Ivanka Trump told a group of Saudi women leaders on Sunday there was "more work to be done" to improve the lives of women in their respective countries.

Speaking at Riyadh's Tuwaiq Palace with a group of 15 women high up in Saudi business and society, Trump—a daughter of and an adviser to the American president—discussed female empowerment.

Related: Is Ivanka Trump the new Hillary Clinton?

"In every country, including the United States, women and girls face challenges," Trump said according to The Washington Post. "Saudi Arabia's progress, especially in recent years, is very encouraging, but there's still a lot of work to be done."

It was not clear what progress Trump was referring to.

Trump and her stepmother, First Lady Melania Trump, have visited the kingdom along with President Donald Trump during his first foreign trip since taking office, during which the president has signed a $110 billion arms with Saudi Arabia that says Riyadh will buy military equipment from the U.S.

Neither of the women has donned a headscarf during their trip to the conservative country, where Muslim women are required to cover their hair in public, have their affairs overseen by a male guardian and are forbidden from driving.

On the issue of women not being allowed to drive, Ivanka Trump said: "Women driving is not a religious issue as much as it is an issue that relates to the community itself that either accepts it or refuses it."

Ivanka Trump's comments have not been welcomed by all sections of Saudi Arabian society. Several activists told The Post the only women who would benefit from Trump's words were those in privileged positions.

"All the women that Ivanka Trump met have a guardian," activist Aziza al-Yousef, 58, told The Post.

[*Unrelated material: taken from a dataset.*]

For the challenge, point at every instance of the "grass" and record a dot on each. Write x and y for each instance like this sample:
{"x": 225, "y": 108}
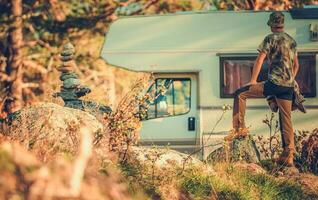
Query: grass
{"x": 271, "y": 188}
{"x": 230, "y": 183}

"All these achievements depend on whether you're lucky to be born in a family where your guardian will be understanding, will help you. If Ivanka is interested in women empowerment and human rights, she should see activists, and not just officials."

In its 2017 country report on Saudi Arabia, Human Rights Watch observed: "Saudi Arabia's discriminatory male guardianship system remains intact despite government pledges to abolish it. Under this system, adult women must obtain permission from a male guardian—usually a husband, father, brother, or son—to travel, marry, or exit prison.

It added: "They may be required to provide guardian consent in order to work or access healthcare. Women regularly face difficulty conducting a range of transactions without a male relative, from renting an apartment to filing legal claims. "

The first daughter also spoke out about female empowerment and entrepreneurship during a separate earlier visit to Germany, when she was invited by Chancellor Angela Merkel to speak at the G20 Women's Summit.

But Ivanka Trump faced a difficult audience, who booed her when she described her father as a "tremendous champion of supporting families."